Primeiro, meus amigos, examinai este volume e admirai a sua autoridade. Este não é um livro comum. Não contém os ditos dos sábios da Grécia, nem os discursos dos filósofos da antiguidade. Se estas palavras tivessem sido escritas pelo homem, poderíamos rejeitá-las; mas, oh! Deixai-me meditar num solene pensamento —que este livro é a letra de Deus, que estas são as Suas palavras! Deixai-me investigar a sua antiguidade: está datado das colinas do Céu. Permiti-me que olhe para as suas letras: lançam clarões de glória aos meus olhos. Deixai-me ler os seus capítulos: o seu significado é grandioso e contêm mistérios escondidos. Voltemo-nos para as profecias: estão cheias de inefáveis maravilhas. Oh, livro dos livros! E foste tu escrito pelo meu Deus? Então, prostro-me diante de ti. Tu, livro de vasta autoridade; tu és uma proclamação do Imperador do Céu. Longe esteja de mim exercitar a minha razão para contradizer-te. Razão!, a tua função é considerar e averiguar o que este volume quer dizer, e não estabelecer o que deveria dizer. Vamos, vós, a minha razão e o meu intelecto, sentai-vos e escutai, porque estas palavras são as palavras de Deus. Sinto-me incapaz de me estender neste pensamento. Oh, se vós pudésseis recordar sempre que esta Bíblia foi verdadeira e realmente escrita por Deus! Oh! Se vos fosse permitido entrar nas câmaras secretas do Céu, e tivésseis podido contemplar a Deus quando tomava a Sua pluma e escrevia estas letras, então, com certeza, as respeitaríeis. Mas, são efetivamente o manuscrito de Deus, tanto como se vós tivésseis visto Deus escrevê-las. Esta Bíblia é um livro de autoridade, é um livro autorizado, pois Deus escreveu-o. Oh, tremei, tremei, não haja ninguém que o despreze; observai a sua autoridade, porque é a Palavra de Deus.

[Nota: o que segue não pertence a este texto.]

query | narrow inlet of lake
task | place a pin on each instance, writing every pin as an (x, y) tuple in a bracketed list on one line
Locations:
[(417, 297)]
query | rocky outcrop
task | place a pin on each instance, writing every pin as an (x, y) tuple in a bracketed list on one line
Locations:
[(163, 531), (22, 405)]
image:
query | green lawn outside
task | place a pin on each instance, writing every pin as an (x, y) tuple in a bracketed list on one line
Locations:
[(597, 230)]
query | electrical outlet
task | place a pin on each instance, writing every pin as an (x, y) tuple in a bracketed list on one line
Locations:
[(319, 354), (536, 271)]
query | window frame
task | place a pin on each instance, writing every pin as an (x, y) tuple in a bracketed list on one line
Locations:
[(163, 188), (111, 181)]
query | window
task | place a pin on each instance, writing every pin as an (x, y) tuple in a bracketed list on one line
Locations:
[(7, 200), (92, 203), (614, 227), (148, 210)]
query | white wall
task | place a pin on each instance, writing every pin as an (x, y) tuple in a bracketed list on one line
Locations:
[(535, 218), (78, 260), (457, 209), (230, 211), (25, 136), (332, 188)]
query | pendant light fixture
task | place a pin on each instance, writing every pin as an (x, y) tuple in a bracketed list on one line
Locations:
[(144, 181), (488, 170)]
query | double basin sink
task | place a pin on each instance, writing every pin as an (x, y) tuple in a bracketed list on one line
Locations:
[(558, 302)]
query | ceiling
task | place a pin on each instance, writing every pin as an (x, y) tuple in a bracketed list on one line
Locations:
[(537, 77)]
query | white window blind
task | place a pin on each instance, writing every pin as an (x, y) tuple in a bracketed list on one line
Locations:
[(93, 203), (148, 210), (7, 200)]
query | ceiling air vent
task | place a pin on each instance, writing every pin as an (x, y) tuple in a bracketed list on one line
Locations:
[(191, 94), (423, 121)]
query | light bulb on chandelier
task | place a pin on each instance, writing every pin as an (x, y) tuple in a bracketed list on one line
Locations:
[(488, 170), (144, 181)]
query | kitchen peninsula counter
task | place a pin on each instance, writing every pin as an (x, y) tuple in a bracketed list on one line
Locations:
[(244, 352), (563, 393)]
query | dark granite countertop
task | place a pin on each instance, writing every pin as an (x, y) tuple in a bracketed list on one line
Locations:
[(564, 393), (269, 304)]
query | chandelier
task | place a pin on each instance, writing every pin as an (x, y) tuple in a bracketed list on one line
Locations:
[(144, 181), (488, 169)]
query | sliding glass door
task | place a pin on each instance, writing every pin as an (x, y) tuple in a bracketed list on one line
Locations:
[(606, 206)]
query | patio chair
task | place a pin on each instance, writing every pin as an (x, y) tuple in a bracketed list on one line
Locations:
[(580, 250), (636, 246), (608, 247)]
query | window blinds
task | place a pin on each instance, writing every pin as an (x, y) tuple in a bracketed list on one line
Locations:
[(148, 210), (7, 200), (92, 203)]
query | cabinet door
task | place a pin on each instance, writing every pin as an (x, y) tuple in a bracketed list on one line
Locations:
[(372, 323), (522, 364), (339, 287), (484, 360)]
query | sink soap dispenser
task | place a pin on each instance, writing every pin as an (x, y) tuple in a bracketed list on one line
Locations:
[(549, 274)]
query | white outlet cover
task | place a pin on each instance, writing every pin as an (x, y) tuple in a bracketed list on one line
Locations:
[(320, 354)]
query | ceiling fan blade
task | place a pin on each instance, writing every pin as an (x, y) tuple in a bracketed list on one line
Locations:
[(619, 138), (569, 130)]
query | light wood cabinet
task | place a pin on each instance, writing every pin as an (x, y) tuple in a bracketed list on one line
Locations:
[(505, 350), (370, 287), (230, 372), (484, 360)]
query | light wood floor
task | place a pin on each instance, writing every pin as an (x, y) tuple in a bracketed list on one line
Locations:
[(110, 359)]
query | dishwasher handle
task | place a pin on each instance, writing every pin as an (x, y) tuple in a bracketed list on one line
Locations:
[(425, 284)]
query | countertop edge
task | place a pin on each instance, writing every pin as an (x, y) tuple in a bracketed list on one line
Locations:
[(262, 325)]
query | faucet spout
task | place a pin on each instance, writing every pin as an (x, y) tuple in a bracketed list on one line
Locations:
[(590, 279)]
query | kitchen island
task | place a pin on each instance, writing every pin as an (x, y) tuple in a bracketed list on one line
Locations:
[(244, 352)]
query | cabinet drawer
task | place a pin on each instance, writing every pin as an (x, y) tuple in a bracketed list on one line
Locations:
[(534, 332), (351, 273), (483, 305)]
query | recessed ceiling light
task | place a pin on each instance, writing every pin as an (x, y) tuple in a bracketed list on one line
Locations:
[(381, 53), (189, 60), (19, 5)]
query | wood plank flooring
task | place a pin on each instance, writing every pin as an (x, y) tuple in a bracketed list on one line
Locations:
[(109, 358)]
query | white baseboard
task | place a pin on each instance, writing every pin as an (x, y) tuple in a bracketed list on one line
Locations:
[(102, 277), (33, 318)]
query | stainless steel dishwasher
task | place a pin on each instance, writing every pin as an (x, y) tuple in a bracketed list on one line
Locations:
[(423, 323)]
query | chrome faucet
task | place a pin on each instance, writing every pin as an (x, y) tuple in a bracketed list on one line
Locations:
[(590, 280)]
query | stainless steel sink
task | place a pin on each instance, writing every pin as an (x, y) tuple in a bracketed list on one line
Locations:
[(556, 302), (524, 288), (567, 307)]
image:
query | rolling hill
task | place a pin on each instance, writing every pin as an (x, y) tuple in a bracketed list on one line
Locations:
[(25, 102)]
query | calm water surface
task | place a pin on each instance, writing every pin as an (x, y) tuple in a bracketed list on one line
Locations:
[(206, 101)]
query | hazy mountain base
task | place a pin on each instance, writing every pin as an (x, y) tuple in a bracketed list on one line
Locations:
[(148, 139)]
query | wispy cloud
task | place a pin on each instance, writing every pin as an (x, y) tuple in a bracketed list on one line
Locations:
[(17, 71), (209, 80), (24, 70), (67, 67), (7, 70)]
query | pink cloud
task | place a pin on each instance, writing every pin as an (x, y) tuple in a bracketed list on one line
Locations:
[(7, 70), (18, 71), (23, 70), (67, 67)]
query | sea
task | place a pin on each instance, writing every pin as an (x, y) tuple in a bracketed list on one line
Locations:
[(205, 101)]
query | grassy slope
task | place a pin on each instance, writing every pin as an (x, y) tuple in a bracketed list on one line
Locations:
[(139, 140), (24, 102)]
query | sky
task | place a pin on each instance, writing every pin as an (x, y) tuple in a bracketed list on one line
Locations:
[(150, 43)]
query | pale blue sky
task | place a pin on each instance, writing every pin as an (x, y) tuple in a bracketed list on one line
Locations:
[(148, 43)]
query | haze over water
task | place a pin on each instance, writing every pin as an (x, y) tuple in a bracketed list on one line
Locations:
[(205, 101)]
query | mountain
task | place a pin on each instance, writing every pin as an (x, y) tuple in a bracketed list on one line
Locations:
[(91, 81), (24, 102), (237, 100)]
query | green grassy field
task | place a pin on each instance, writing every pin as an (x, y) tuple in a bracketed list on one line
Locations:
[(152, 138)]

Então, posto que Deus a escreveu, notemos a sua veracidade. Se eu a tivesse escrito, haveria vermes críticos que de imediato a atropelariam, e a cobririam com as suas larvas malvadas. Se eu a tivesse escrito, não faltariam homens que a despedaçariam imediatamente, e talvez, com muita razão. Porém, esta é a Palavra de Deus. Aproximai-vos, vós, críticos, e encontrai-lhe alguma falha; examinai-a desde o seu Génesis até ao seu Apocalipse, e encontrai-lhe um erro. Esta é uma veia de puro ouro, sem mescla de quartzo, ou de qualquer outra substância terrena. Esta é uma estrela sem mancha, um sol de perfeição, uma luz sem sombra, uma lua sem a sua palidez, uma glória sem penumbra. Oh, a Bíblia! Não se pode dizer de qualquer outro livro que seja perfeito e puro; porém, nós podemos declarar de ti que toda a sabedoria se encontra encerrada em ti, e que em ti não há nenhuma partícula de insensatez. Este é o juiz que põe fim a toda a discussão, ali, onde a inteligência e a razão fracassam. Este livro não tem mancha de erro; porém, é puro, sem mescla, a verdade perfeita. Por quê? Porque Deus o escreveu. Ah! Acusai Deus de erro, se quiserdes; dizei-Lhe que o Seu livro não é o que deveria ser. Tenho ouvido homens cheios de orgulho e de falsa modéstia, que gostariam de alterar a Bíblia, e (quase me ruborizo ao dizê-lo) tenho ouvido a alguns ministros que alteraram a Bíblia de Deus, porque tinham medo dela. Nunca ouvistes um homem dizer: “Quem crer e for batizado será salvo: mas quem não crer?” (Mc 16:16, ARC, Pt) —o que é que a Bíblia diz?— “Será condenado.” Porém, acontece que isto é algo rude, portanto eles dizem: “Será desaprovado.” Cavalheiros! Eliminai o veludo das vossas bocas, e pregai a Palavra de Deus; não necessitamos de nenhuma das vossas alterações. Tenho escutado algumas pessoas que, orando, ao invés de dizerem: “Fazer cada vez mais firme a vossa vocação e eleição” (2Pe 1:10, ARC, Pt), dizem: “Fazer cada vez mais firme a vossa vocação e salvação.”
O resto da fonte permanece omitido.